Four months after the Nordstrom family announced plans to take the retailer private, the group still hasn’t been able to lock down financing for the venture. And a report in today’s New York Post suggests time might be running out.

Last month rumor had it that the Nordstroms had found a buyout partner in Leonard Green & Partners. The private equity firm was reportedly closing in on a deal for about $1 billion to help fund the undertaking. From there, it’s estimated that the family would need to raise another $6.5 billion to finance the buyout, and that’s what’s been an issue, sources told the publication.

Apparently banks have been spooked by the state of retail today. Specifically, the Post suggests the recent Toys R Us bankruptcy is the latest in a flood of bad news serving to douse investor interest.

[Read more about the Toys R Us issues: Toys R Us Makes a Play for Survival With Bankruptcy Filing]

One of the sources said “the deal is in deep trouble.”

The banks that have been willing to work with the Nordstroms team, which includes co-presidents Blake W. Nordstrom, Peter E. Nordstrom, and Erik B. Nordstrom, president of stores James F. Nordstrom, chairman emeritus Bruce A. Nordstrom, and Anne E. Gittinger, have reportedly offered financing at interest rates that would leave the retailer too highly leveraged.

While a deal that would take the business private would allow the family to institute changes and investments necessary for keeping pace with the changing nature of retail, the team is no doubt wary of becoming another cautionary tale of the pitfalls of going the private equity route.
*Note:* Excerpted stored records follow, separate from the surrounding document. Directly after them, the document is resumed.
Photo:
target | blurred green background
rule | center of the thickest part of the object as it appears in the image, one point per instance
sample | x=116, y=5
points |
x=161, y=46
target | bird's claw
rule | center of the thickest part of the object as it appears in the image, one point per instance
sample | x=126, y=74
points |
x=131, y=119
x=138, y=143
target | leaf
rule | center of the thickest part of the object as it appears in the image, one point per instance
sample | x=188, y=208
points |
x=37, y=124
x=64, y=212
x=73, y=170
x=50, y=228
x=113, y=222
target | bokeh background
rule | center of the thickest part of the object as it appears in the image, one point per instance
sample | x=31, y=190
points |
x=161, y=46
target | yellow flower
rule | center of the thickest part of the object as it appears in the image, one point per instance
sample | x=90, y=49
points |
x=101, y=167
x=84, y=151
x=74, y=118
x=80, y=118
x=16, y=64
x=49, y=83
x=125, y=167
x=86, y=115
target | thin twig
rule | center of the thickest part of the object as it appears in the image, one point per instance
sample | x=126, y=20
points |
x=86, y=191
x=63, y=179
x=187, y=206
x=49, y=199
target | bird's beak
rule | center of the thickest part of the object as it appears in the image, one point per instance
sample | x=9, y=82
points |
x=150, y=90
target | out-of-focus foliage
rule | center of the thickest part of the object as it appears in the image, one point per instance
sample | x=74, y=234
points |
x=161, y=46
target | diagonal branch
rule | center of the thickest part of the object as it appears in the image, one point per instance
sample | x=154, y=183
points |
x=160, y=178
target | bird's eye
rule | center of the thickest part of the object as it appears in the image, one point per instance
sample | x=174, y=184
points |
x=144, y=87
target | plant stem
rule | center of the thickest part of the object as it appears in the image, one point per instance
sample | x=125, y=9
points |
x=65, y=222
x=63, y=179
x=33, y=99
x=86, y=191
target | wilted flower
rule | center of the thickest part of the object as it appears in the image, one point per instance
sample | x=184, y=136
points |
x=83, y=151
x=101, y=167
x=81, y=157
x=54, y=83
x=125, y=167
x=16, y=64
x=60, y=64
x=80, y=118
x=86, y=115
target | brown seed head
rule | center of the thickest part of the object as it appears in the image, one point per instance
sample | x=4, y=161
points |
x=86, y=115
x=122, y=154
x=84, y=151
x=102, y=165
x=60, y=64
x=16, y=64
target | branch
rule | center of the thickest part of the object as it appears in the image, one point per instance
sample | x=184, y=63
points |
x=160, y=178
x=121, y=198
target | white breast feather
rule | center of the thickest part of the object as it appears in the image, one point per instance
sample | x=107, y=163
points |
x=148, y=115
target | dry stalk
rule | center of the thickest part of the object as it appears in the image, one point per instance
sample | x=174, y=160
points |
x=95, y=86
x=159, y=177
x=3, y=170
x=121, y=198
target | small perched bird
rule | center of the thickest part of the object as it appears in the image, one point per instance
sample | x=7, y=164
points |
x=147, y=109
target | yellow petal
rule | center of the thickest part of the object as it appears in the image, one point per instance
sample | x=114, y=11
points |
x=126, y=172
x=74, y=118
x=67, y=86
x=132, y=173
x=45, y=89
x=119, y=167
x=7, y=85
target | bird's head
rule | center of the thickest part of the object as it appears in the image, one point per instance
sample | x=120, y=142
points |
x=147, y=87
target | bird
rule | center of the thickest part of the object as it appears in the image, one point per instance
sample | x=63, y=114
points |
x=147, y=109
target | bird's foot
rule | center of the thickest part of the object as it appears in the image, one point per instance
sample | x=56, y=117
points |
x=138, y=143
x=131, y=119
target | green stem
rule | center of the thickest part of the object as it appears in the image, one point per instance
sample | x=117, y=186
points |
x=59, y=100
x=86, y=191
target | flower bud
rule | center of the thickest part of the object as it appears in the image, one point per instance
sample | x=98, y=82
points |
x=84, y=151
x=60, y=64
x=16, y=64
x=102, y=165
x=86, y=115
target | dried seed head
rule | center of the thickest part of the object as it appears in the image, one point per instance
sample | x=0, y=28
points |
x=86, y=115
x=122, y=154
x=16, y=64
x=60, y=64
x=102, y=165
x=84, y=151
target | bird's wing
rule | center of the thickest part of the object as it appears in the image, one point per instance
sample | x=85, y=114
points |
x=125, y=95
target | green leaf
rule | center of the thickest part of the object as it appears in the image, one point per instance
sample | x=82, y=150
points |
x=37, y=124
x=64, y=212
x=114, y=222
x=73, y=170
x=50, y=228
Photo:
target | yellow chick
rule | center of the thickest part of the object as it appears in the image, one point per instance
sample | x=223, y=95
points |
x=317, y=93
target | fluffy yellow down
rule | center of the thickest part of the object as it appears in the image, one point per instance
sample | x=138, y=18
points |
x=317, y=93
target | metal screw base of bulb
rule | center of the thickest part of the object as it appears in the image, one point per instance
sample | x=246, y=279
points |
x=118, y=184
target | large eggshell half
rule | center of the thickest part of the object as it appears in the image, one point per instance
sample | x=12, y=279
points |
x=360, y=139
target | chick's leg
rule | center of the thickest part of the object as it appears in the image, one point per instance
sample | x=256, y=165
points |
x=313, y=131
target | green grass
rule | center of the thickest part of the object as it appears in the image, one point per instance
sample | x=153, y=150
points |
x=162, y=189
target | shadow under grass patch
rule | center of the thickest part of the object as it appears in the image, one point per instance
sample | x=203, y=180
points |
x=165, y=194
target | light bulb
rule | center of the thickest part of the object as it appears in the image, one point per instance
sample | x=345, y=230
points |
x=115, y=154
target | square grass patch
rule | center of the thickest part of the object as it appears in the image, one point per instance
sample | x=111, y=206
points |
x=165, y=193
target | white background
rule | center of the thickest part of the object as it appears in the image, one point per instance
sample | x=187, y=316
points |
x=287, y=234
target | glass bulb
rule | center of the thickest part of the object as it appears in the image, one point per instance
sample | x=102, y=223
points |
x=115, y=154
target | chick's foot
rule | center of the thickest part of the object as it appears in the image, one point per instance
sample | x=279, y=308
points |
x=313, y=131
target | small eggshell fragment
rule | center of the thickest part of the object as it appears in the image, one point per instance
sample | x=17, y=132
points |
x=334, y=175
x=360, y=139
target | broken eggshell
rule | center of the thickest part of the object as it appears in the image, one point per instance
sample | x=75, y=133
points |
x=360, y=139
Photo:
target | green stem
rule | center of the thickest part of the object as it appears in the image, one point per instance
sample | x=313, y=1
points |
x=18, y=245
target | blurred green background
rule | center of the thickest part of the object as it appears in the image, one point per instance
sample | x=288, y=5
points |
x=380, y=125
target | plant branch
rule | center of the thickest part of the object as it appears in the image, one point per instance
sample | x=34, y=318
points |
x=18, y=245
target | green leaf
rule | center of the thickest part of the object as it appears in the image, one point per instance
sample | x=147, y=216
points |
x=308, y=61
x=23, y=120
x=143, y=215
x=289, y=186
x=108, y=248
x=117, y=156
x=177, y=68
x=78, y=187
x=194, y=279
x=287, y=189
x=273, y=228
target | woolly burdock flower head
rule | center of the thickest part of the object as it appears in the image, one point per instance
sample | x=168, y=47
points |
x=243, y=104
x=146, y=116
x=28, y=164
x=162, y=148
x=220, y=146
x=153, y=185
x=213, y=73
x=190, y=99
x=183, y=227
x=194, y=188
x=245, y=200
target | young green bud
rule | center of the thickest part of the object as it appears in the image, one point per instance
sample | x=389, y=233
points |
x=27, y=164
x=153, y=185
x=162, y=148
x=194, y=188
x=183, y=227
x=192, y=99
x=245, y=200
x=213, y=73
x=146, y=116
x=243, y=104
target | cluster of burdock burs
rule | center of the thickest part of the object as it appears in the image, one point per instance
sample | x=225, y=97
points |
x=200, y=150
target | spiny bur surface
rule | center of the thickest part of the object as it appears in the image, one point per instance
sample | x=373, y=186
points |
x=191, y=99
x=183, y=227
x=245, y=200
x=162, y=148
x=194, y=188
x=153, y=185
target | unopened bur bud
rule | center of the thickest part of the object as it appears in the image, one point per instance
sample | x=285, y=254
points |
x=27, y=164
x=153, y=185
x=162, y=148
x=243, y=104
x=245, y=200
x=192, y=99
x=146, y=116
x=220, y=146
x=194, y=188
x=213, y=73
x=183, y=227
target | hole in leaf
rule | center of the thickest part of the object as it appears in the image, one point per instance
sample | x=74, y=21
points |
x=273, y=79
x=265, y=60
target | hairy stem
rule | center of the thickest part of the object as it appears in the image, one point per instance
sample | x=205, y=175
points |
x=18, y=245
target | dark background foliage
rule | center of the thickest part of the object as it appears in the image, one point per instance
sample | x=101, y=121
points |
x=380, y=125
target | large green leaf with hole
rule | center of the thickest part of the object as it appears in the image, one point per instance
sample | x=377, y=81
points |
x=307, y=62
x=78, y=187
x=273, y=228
Retailers like Rue21, Payless and Gymboree are among those that were crippled by private equity buyouts, ultimately leading to bankruptcy filings. Still more chains like J.Crew and Neiman Marcus continue to grapple with ballooning debt as a result of deals like this.

Even without a deal in place, the retailer is attempting to test new formats, the most recent being a store with no merchandise. The so-called Nordstrom Local concept, which will launch in West Hollywood later this month, will focus on experiences like manicures and tailoring, only allowing customers to shop via personal stylists who will pull looks from neighboring Nordstrom stores for appointment-only purchases.